Flowchart of data collection and processing. Polysomnography (PSG) and continuous positive airway pressure (CPAP) titration data were collected from 374 patients with each recording lasting approximately 6 h. Heart rate variability (HRV) was extracted and analyzed from EKG signals, with continuous HRV features calculated using a 60-s window and a 1-s stride. Next, time series data were generated with a 60-s window and stride. To ensure data accuracy, 60-s intervals where the heart rate exceeded 90 or fell below 40 beats per minute were adjusted by interpolating with neighboring data. Finally, data were labeled according to whether there was a pressure level adjustment.
ML approaches and model selection
This study established models using open-source Python libraries: PyTorch (version 1.13.1), tsai (version 0.3.4), fastai (version 2.7.9), and scikit-learn (version 1.1.2). Seven types of models were established, including cross-sectional models of logistic regression (LR), k-nearest neighbor (kNN), support vector machine (SVM), random forest (RF), and gradient boosting machine (GBM); and time-series models of long short-term memory (LSTM) and InceptionTime. Figure 2 depicts the flowchart for training, validating, and testing the models on a patient-independent dataset. The total data were initially split into training/validation datasets and test datasets using the patient-independent method with a ratio of 80:20. Since it was an imbalanced dataset, an over-sampling technique—Synthetic Minority Oversampling Technique—was applied to balance the data only in the training process. 28

Training and testing processes in the development of prediction models for pressure level adjustment during continuous positive airway pressure (CPAP) titration using a patient-independent dataset. Total data from 374 patients were labeled as having pressure level adjustment or not having pressure level adjustment during CPAP titration. Time-series data were divided into a patient-independent training dataset and a test dataset with a ratio of 80%:20%. The Synthetic Minority Oversampling Technique (SMOTE) was first applied to the training dataset to oversample the data with a ratio of 4.36. Ten-fold cross-validation was performed. Trained models included logistic regression (LR), k-nearest neighbor (kNN), support vector machine (SVM), random forest (RF), gradient boosting machine (GBM), long short-term memory (LSTM), and InceptionTime. The best model was selected by both the highest accuracy and the largest area under the receiver operating characteristic curve (AUROC) and used for testing. Finally, the model performance and the permutation feature importance were evaluated.

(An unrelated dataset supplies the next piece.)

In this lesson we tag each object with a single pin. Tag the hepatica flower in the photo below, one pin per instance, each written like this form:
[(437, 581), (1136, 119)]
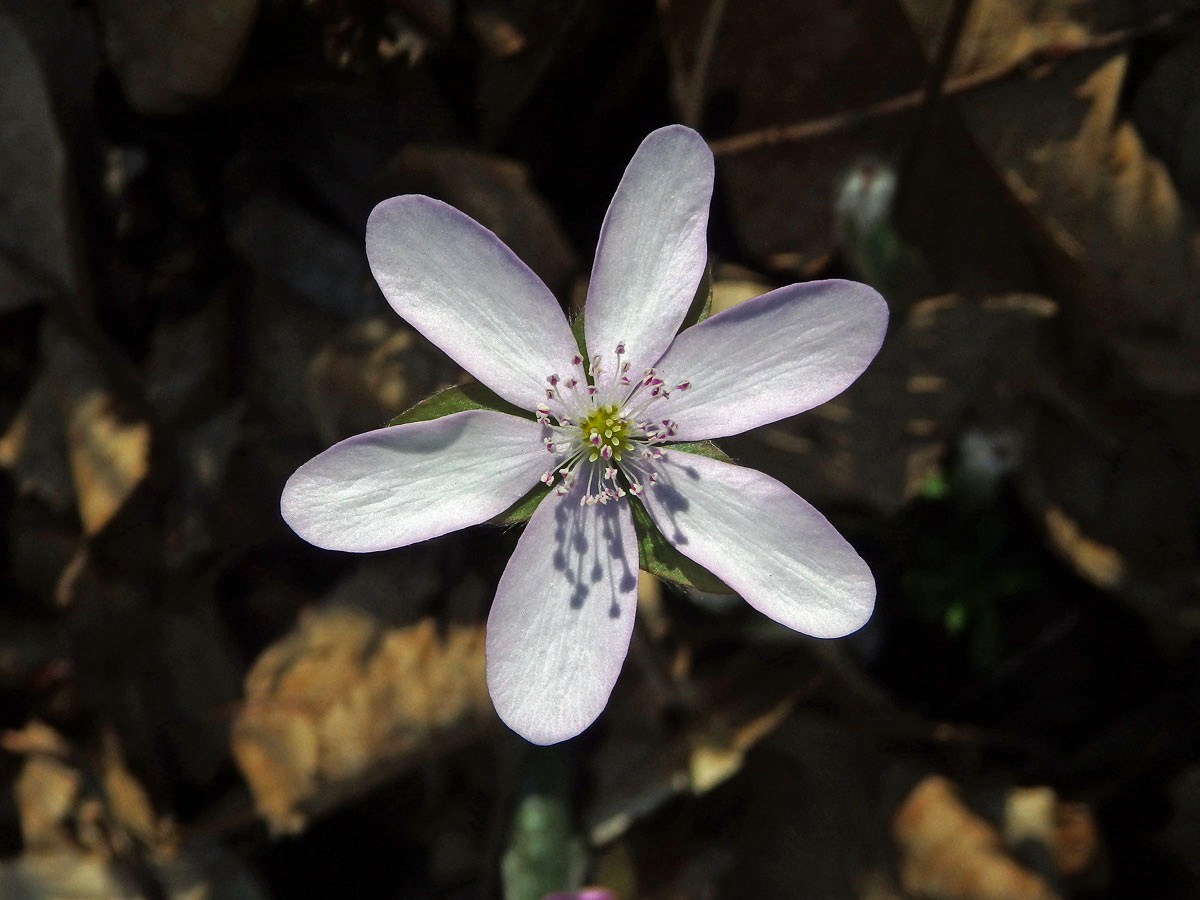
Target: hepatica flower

Input features and hyperparameters tuning
The input features for cross-sectional models (i.e. LR, kNN, SVM, RF, and GBM) were the mean values of nine metrics (seven HRV parameters and two oxygen-related metrics) within each 60-s window. For time-series models (i.e. LSTM and InceptionTime), continuous HRV and SpO₂ values in each 60-s window were used, with HR-mean and SpO₂-std duplicated to align with the time-series format. To determine optimized hyperparameters, a grid search 10-fold cross-validation was applied during the training and validation phase, and performance was evaluated using the area under the receiver operating characteristic curve (AUROC). Tuning tests of hyperparameters for the cross-sectional models were as follows. (a) For the LR model, the inverse regularization strength (C, ranging from 10−1 to 10¹) and optimization solvers (limited-memory Broyden–Fletcher–Goldfarb–Shanno method and liblinear) were tested. (b) For the kNN model, the k-value (ranging from 1 to 5) and weight type (uniform or distance) were optimized. (c) For the SVM model, variations included different types of kernels (linear, polynomial, radial basis function, and sigmoid), kernel coefficients (the reciprocal of the number of input features or the reciprocal of the product of the number of input features and the variance of input data), and the regularization parameter (C, ranging from 10−1 to 10¹). (d) For the RF model, adjustments were made to the criterion (Gini impurity or Shannon entropy), the maximum number of features used for fitting (the square root or binary logarithm of the total number of features), the maximum depth of the trees (set to 2, 6, or 10), and the number of classification trees (set to 250, 500, or 800). (e) For the GBM model, the criterion (mean squared error with or without improvement score by Friedman), the fraction of samples to be used for fitting the individual base learners (set to 0.5, 0.75, or 1), the maximum number of features used for fitting (the square root, binary logarithm, or total number of features), the maximum depth of the trees (set to 2, 6, or 10), and the number of estimators (set to 500 or 800) were configured. The tuning methods for time-series models (i.e. LSTM and InceptionTime) were as follows: (1) a batch size of 4096 and a cross-entropy loss function; and (2) Adam as the optimizer, an epoch of 40, and a weight decay of 0.01.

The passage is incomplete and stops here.